To load and minify HTML5

extern crate html5_ext;
use ::html5ever_ext::RcDom;
use ::html5ever_ext::RcDomExt;
use ::html5ever_ext::Minify;

let rc_dom = RcDom::from_file_path_verified_and_stripped_of_comments_and_processing_instructions_and_with_a_sane_doc_type("/path/to/document.html").expect("invalid HTML");
rc_dom.minify_to_file_path();

There are additional methods available on Minify to minify to a byte array or a generic Write-implementing writer.

For more control, eg over serializing multiple node graphs, use the struct UltraMinifyingHtmlSerializer directly.

To match CSS selectors

extern crate html5_ext;
use ::html5ever_ext::RcDom;
use ::html5ever_ext::RcDomExt;
use ::html5ever_ext::parse_css_selector;
use ::html5ever_ext::Selectable;
use ::html5ever_ext::Minify;

let rc_dom = RcDom::from_file_path_verified_and_stripped_of_comments_and_processing_instructions_and_with_a_sane_doc_type("/path/to/document.html").expect("invalid HTML");

let selector = parse_css_selector("p.myclass").unwrap();

assert!(!rc_dom.matches(&selector));

rc_dom.find_all_matching_child_nodes_depth_first_including_this_one(&selector, |node|
{
    //Minify is implemented on node.children as well as node and rc_dom.
    eprintln!("{}", node.children.debug_string());

    const SHORTCUT: bool = false;
    SHORTCUT
})

To work with Nodes

Use the NodeExt, Minify, Selectable and QualNameExt traits.

Reexports

pub extern crate css;
pub extern crate html5ever;
pub use html5ever::interface::AppendNode;
pub use html5ever::interface::AppendText;

Structs

Attribute

A tag attribute.

Node

A DOM node.

QualName

A name with a namespace.
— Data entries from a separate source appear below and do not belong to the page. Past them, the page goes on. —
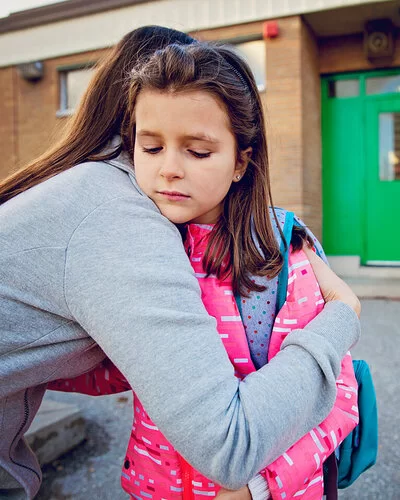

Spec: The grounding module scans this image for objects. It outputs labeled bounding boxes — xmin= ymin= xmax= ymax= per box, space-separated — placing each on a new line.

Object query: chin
xmin=160 ymin=212 xmax=191 ymax=225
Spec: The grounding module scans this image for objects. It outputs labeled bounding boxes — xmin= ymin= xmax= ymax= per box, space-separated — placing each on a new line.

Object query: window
xmin=366 ymin=74 xmax=400 ymax=95
xmin=379 ymin=112 xmax=400 ymax=181
xmin=234 ymin=40 xmax=266 ymax=92
xmin=57 ymin=65 xmax=95 ymax=116
xmin=327 ymin=79 xmax=359 ymax=98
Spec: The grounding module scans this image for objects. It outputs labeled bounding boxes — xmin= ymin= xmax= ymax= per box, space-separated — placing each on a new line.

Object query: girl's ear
xmin=233 ymin=147 xmax=252 ymax=182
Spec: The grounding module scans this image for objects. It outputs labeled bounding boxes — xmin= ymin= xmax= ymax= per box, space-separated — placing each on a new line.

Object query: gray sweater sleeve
xmin=64 ymin=195 xmax=360 ymax=490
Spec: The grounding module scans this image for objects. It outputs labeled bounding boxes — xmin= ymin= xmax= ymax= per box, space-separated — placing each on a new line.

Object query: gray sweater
xmin=0 ymin=152 xmax=360 ymax=499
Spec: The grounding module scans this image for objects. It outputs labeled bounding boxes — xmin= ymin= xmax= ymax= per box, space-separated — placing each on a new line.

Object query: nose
xmin=159 ymin=150 xmax=184 ymax=180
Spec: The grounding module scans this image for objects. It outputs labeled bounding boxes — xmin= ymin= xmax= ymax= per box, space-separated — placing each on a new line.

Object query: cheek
xmin=134 ymin=149 xmax=148 ymax=171
xmin=133 ymin=152 xmax=151 ymax=189
xmin=133 ymin=148 xmax=140 ymax=174
xmin=200 ymin=177 xmax=232 ymax=204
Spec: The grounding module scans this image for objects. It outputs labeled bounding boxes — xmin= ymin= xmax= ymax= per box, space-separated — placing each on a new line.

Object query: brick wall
xmin=265 ymin=16 xmax=322 ymax=238
xmin=0 ymin=67 xmax=16 ymax=178
xmin=1 ymin=48 xmax=108 ymax=175
xmin=301 ymin=21 xmax=322 ymax=237
xmin=320 ymin=31 xmax=400 ymax=74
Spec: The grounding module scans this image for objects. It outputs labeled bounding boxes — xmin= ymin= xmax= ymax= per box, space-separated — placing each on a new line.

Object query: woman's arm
xmin=63 ymin=193 xmax=360 ymax=490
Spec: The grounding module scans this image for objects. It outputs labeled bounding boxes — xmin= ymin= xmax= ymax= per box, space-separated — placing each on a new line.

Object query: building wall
xmin=264 ymin=16 xmax=322 ymax=238
xmin=0 ymin=0 xmax=386 ymax=67
xmin=0 ymin=48 xmax=108 ymax=175
xmin=265 ymin=17 xmax=303 ymax=217
xmin=1 ymin=21 xmax=267 ymax=174
xmin=301 ymin=21 xmax=322 ymax=237
xmin=320 ymin=31 xmax=400 ymax=74
xmin=0 ymin=67 xmax=16 ymax=179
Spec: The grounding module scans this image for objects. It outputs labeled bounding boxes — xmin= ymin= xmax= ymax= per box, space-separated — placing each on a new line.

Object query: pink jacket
xmin=49 ymin=224 xmax=358 ymax=499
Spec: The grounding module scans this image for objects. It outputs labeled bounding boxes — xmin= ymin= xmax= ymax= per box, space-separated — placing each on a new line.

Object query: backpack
xmin=337 ymin=359 xmax=378 ymax=488
xmin=277 ymin=214 xmax=378 ymax=494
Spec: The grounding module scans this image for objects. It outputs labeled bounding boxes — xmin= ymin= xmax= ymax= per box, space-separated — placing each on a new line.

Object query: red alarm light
xmin=263 ymin=21 xmax=279 ymax=39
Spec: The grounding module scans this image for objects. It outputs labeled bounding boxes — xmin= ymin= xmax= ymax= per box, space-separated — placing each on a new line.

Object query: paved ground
xmin=338 ymin=299 xmax=400 ymax=499
xmin=36 ymin=299 xmax=399 ymax=499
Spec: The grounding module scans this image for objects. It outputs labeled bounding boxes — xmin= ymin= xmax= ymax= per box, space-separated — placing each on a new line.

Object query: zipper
xmin=9 ymin=388 xmax=41 ymax=481
xmin=178 ymin=454 xmax=195 ymax=500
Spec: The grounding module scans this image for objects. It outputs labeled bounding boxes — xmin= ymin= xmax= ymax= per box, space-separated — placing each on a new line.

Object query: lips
xmin=157 ymin=190 xmax=190 ymax=201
Fully qualified name. Used to depict names of tags and attributes.

RcDom

The DOM itself; the result of parsing.

UltraMinifyingHtmlSerializer

A serializer that, unlike that in the html5ever crate (which is private and used via ::html5ever::serialize::serialize()), tries hard to minify HTML and make it compression-friendly. Use this struct directly if you need to serialize multiple nodes or doms to one writer, or control when flushing of the output writer should occur. Otherwise, use the trait Minify.

Enums

HtmlError

Represents errors that can happen within loading or minifying HTML.

NodeData

The different kinds of nodes in the DOM.

Traits

Minify

Minifies and serializes a html5ever HTML DOM (RcDom) or node (Rc, aka Handle).

NodeExt

This trait adds additional methods to a a HTML DOM node.

QualNameExt

Additional methods to work with QualName

RcDomExt

This trait adds additional methods to a HTML DOM.

Selectable

This trait adds methods for finding DOM nodes matching a CSS selector

TreeSink

Functions

parse_css_selector

Parses a CSS selector

Type Definitions

LocalName
StrTendril

Tendril for storing native Rust strings.